Search code examples
azure-functionsazureservicebusazure-eventhub

Can I avoid Event Hub duplicates by plugging it with Service Bus Sessions?


Our application architecture is the following :

Third party event hub ==> our azure function ==> our event hub ==> our event hub capture.

The issue is that we are getting duplicates messages quite often, and we don't any primary key in the data.

I could read online that Service Bus Sessions could avoid this duplicate issue.

enter image description here

Azure Service Bus now supports sessions, so you can do in order queue processing with service bus queues and topics in addition to Event Hubs listed below. Service Bus Sessions provide the added benefit of reprocessing failures individually instead of in batches. While Event Hubs can guarantee order as show below, if a partition lock is lost the in-order batch could resume in another instance causing duplicates. Consider using Service Bus Sessions if this is an issue. Both provide at-least-once delivery guarantees.

I am new to Azure and streaming cloud architecture in general.

My question is the following :

  • Could Service Bus Session be plugged in our current architecture?
  • Or is it rather a competing service of our event hub ?

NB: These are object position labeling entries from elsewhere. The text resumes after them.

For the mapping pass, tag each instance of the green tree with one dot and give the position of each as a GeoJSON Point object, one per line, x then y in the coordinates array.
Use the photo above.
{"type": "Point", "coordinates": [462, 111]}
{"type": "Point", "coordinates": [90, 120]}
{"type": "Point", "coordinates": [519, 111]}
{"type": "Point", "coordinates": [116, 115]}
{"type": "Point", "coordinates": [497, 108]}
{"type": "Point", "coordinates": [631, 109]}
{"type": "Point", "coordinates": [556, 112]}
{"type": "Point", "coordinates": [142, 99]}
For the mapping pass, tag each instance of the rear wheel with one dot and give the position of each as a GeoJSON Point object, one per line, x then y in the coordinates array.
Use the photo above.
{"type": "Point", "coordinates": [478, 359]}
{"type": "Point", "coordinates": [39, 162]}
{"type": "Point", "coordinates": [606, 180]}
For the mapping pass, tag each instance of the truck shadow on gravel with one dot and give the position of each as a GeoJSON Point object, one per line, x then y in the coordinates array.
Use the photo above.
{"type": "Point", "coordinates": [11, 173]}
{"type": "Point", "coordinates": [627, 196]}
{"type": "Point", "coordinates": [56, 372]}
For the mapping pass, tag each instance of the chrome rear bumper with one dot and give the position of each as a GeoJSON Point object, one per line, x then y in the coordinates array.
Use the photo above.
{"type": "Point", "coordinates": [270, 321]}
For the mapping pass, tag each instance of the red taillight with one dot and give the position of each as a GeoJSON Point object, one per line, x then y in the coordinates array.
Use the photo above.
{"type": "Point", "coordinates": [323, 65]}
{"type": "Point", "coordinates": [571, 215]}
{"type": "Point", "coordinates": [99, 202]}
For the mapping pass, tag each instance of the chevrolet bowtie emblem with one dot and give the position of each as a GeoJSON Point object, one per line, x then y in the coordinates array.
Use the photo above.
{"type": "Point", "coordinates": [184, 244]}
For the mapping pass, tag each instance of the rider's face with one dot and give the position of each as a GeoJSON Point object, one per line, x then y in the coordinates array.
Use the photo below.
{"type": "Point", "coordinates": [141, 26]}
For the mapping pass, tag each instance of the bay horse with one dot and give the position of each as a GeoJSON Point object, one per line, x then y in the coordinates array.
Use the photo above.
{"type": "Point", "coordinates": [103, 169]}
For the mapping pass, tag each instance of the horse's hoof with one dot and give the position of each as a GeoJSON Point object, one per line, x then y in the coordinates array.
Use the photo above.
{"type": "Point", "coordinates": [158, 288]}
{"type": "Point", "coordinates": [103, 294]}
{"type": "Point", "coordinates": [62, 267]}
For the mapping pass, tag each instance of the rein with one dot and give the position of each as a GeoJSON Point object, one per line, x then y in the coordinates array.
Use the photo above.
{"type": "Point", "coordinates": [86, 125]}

I am not sure we would be ready to give up on our event hub now as we have just invested resources implementing it.


Solution

  • Service Bus sessions doesn't really guarantee that there will be no duplicates, as it continues to be "at least once delivery", however service bus has a feature called duplicate detection that basically helps to prevent duplicates for message coming to the namespace,it won't help for outgoing duplicates (mostly caused by transient network issues).

    Besides what I mentioned above, the behavior you are describing doesn't sound normal. Yes, Event Hubs could have duplicates but it should not be happening quite too often, if that's the case I would suggest focusing on the root cause for whatever is causing so many duplicates. (you can open a MS support ticket for some help on finding this) But if those duplicates aren't that many, then I suggest you make your consumer resilient to duplicates as suggested by the other answer.